Deiva Balam () is a 1959 Indian Tamil-language film directed by P. Vasanthakumar Reddy. The film stars K. Balaji and Jayashree. This film is partly coloured by Gevacolor.

Plot

Cast 
The following list is compiled from the database of Film News Anandan and from the book Thiraikalanjiyam Part-1.

Male cast
K. Balaji
K. Sarangapani
Kaka Radhakrishnan
V. R. Rajagopal
Gummadi

Female cast
Jayashree
Girija
K. Malathi
Padmini Priyadarshini

Production 
The film was produced by Ponnaloori Brothers under their own banner and was directed by P. Vasanthakumar Reddy. Uthayakumar wrote the dialogues. Cinematography was done by B. J. Reddy and W. R. Subba Rao while Rajan did the editing. D. Venugopalasamy handled the choreography. The film was made in Telugu with the title Daiva Balam with N. T. Rama Rao and Jayashree starring.

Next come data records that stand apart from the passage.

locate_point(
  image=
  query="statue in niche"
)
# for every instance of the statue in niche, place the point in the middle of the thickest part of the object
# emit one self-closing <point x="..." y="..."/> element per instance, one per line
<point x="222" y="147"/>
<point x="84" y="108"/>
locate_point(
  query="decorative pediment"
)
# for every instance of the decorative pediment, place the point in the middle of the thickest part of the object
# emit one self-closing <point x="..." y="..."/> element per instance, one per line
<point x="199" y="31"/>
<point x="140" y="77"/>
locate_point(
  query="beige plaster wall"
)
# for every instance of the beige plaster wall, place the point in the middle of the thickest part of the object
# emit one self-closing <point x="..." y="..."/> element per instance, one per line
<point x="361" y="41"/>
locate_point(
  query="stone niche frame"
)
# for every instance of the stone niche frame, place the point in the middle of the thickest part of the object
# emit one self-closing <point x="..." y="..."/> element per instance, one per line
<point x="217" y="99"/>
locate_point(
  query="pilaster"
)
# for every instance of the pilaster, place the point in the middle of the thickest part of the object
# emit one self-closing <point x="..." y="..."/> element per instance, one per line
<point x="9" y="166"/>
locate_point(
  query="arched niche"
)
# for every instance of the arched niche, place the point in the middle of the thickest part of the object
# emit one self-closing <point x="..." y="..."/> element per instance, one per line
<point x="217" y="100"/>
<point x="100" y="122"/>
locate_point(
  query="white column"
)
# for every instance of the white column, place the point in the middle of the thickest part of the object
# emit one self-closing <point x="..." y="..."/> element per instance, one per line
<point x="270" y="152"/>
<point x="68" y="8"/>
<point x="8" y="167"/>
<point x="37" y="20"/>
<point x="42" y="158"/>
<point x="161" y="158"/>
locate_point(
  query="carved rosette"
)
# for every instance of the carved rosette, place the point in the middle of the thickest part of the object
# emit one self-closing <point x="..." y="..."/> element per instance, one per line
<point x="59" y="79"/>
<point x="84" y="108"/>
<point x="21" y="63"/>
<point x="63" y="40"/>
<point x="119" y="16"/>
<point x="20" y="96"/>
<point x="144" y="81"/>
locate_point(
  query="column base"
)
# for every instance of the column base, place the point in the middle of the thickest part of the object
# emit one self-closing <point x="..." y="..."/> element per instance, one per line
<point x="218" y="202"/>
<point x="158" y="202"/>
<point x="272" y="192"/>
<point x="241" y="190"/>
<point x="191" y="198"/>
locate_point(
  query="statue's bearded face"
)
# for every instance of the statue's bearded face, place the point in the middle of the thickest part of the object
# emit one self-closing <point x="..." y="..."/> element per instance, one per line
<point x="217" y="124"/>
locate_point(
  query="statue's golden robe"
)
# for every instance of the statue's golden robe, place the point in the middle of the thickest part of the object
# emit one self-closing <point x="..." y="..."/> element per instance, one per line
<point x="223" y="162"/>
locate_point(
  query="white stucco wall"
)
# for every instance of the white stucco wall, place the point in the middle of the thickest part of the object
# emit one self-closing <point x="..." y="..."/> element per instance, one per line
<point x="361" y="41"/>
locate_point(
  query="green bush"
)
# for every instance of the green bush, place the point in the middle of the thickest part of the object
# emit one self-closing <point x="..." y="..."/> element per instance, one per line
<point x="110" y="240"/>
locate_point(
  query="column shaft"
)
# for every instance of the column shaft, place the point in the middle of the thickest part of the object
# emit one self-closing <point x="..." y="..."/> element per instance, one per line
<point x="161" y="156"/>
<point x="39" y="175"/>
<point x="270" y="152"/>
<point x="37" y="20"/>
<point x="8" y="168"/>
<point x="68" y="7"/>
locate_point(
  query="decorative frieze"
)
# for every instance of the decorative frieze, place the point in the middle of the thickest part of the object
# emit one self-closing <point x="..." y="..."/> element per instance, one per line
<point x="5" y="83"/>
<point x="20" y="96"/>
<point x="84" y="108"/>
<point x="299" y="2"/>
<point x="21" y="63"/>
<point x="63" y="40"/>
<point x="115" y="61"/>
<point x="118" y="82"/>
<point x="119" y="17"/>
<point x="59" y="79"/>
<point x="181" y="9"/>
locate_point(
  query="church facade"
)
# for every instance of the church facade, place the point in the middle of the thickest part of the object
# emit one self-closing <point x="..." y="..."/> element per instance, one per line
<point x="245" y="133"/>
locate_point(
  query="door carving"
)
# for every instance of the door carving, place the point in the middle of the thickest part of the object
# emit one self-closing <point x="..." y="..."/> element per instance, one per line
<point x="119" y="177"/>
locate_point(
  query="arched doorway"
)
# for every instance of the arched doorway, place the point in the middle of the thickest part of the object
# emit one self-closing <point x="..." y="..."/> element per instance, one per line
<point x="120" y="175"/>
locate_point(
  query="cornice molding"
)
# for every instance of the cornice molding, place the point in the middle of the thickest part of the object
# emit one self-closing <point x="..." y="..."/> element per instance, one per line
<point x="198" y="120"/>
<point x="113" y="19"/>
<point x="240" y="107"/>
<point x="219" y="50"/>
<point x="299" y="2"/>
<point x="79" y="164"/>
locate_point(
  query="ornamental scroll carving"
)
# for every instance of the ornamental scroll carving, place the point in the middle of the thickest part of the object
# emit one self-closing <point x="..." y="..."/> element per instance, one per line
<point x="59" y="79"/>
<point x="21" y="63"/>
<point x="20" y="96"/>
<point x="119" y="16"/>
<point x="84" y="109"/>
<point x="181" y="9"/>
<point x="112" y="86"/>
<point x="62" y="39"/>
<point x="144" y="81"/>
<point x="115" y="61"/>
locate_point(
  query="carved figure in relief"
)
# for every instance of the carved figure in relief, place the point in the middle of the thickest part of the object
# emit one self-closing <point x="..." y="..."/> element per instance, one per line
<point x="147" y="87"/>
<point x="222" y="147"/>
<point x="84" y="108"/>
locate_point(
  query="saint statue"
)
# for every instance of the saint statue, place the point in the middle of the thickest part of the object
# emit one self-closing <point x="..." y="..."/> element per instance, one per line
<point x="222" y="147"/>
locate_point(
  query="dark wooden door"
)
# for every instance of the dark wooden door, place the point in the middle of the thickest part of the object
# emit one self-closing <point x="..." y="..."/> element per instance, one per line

This film was partly coloured by Eastmancolor, making it one of the earliest Indian film to have sequences in Eastmancolor.

Soundtrack 
Music was composed by G. Aswathama and the lyrics were penned by A. Maruthakasi, Thanjai N. Ramaiah Dass and Lakshmanadas.

Release 
Deiva Balam was released on 11 July 1959, delayed from June.